Но жили ребята – и каждый встречал
Другого надменной улыбкой.

Играли в индейцев и в Афганистан
В угодьях совхоза Менжинец.
И бегал за нами, скакал по пятам
Домашних животных зверинец:

Дворовые кошки, собаки, коты, –
Кто сдуру к нам под ноги вылез;
Мы брали их в плен и таскали в кусты,
Где – лучше б они не родились!

Известно, что дети – извечное зло;
Мы сами об этом не знали…
О пытках, конечно, и речи не шло,
Но – тискали, мучили, мяли.

И Мурка, и Берег, и Пуля, и Рекс
Терпели, – кто пикал-непикал, –
Покуда один не приехал к нам кекс
Из Икши, на время каникул.

Я помню то лето, тот месяц. Тот год,
Оставил свинцовый осадок.
У Мурки тогда появился приплод –
Клубок разношёрстных котяток.

Я был из ребят самым младшим в гурьбе,
Не знал ни порядков, ни правил…
Тот кекс поначалу был сам по себе,
Что быстро в дальнейшем исправил.

В ребячьих забавах, похожих на бой,
Обид предостаточно кровных.
И вот мы однажды забрались гурьбой
В заброшенный старый коровник.

Тот икшинский кекс походил-побродил
Средь автокормушек и бочек,
И вдруг под одну пятерню запустил
И вынул пищащий комочек.

Он чуть помяукал, потом замолчал,
И замер в руке без протеста.
От Мурки котёнок.
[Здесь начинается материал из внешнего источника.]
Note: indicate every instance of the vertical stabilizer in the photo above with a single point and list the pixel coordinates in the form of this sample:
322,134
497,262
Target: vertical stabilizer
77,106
Но как он попал
В такое пропащее место?

Рисуясь, тот икшинский крикнул: «Ага! –
Котёнком вертя перед всеми, –
Прощай, мой товарищ, мой верный слуга,
Расстаться настало нам время!»

Я даже не понял, что эти слова  –
Цитата из школьной программы…
Но видел, как бьётся в руке голова
С раскрытыми в страхе глазами.

Как будто сработал условный рефлекс:
Свободной рукой, по сноровке,
Достал из кармана тот икшинский кекс,
Моток эластичной веревки.

Широкую быстро связали петлю,
Котёнку на горло надели…
Мне вдруг наяву показалось, что сплю…
Вокруг совещались, галдели…

Еще поразил удивительный факт, –
Я, можно сказать, обезумел, –
Когда нацепили петлю на косяк,
Котёнок – не сдался, не умер:

……………………………..

Когда добивали камнями его,
Я, сорванным голосом, тонким,
«Не надо! – кричал, – ну зачем, для чего?!»
И плакал потом над котёнком.

Наверное, старость. Моральный износ.
Простите, как бзик и причуду.
……………………………..
Пускай я умру под забором, как пёс,
Но этого я не забуду.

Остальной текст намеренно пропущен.